Technical Program

Paper Detail

Paper ID	E-3-1.2
Paper Title	Optimal scale-invariant signal-to-noise ratio and curriculum learning for monaural multi-speaker speech separation in noisy environment
Authors	Chao Ma, Dongmei Li, Xupeng Jia, Tsinghua University, China
Session	E-3-1: Speech Separation 1
Time	Thursday, 10 December, 12:30 - 14:00
Presentation Time:	Thursday, 10 December, 12:45 - 13:00 Check your Time Zone
	All times are in New Zealand Time (UTC +13)

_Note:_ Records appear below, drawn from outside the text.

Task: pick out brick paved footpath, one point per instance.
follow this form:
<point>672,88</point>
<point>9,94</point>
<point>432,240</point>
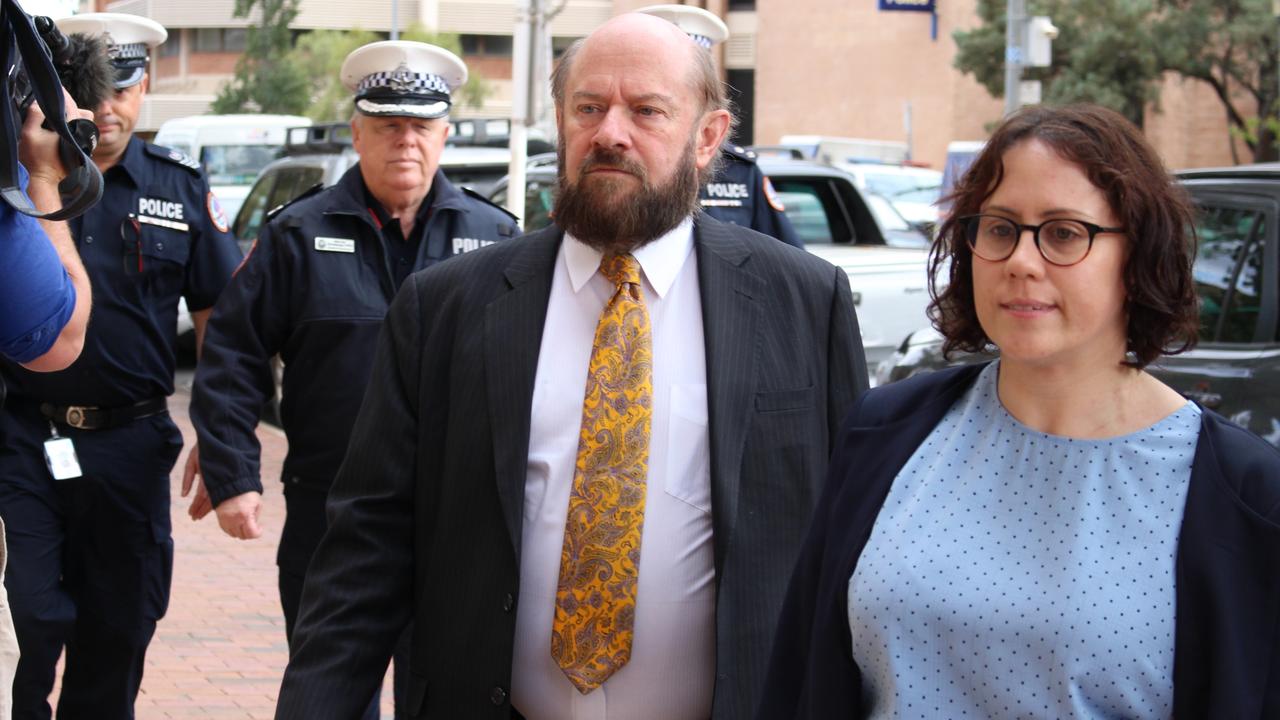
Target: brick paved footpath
<point>220,650</point>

Topic	Speech, Language, and Audio (SLA):
Abstract	In daily listening environments, speech is always distorted by background noise, room reverberation and interference speakers. With the developing of deep learning approaches, much progress has been performed on monaural multi-speaker speech separation. Nevertheless, most studies in this area focus on a simple problem setup of laboratory environment, which background noises and room reverberations are not considered. In this paper, we develop a new objective function named optimal scale-invariant signal-noise ratio (OSI-SNR), which are better than original SI-SNR at any circumstances. In addition, we propose a curriculum learning method based on conv-TasNet to deal with the notable effects of noises and interference speakers. By jointly using the OSI-SNR with curriculum learning method, our algorithm outperforms separation baseline substantially.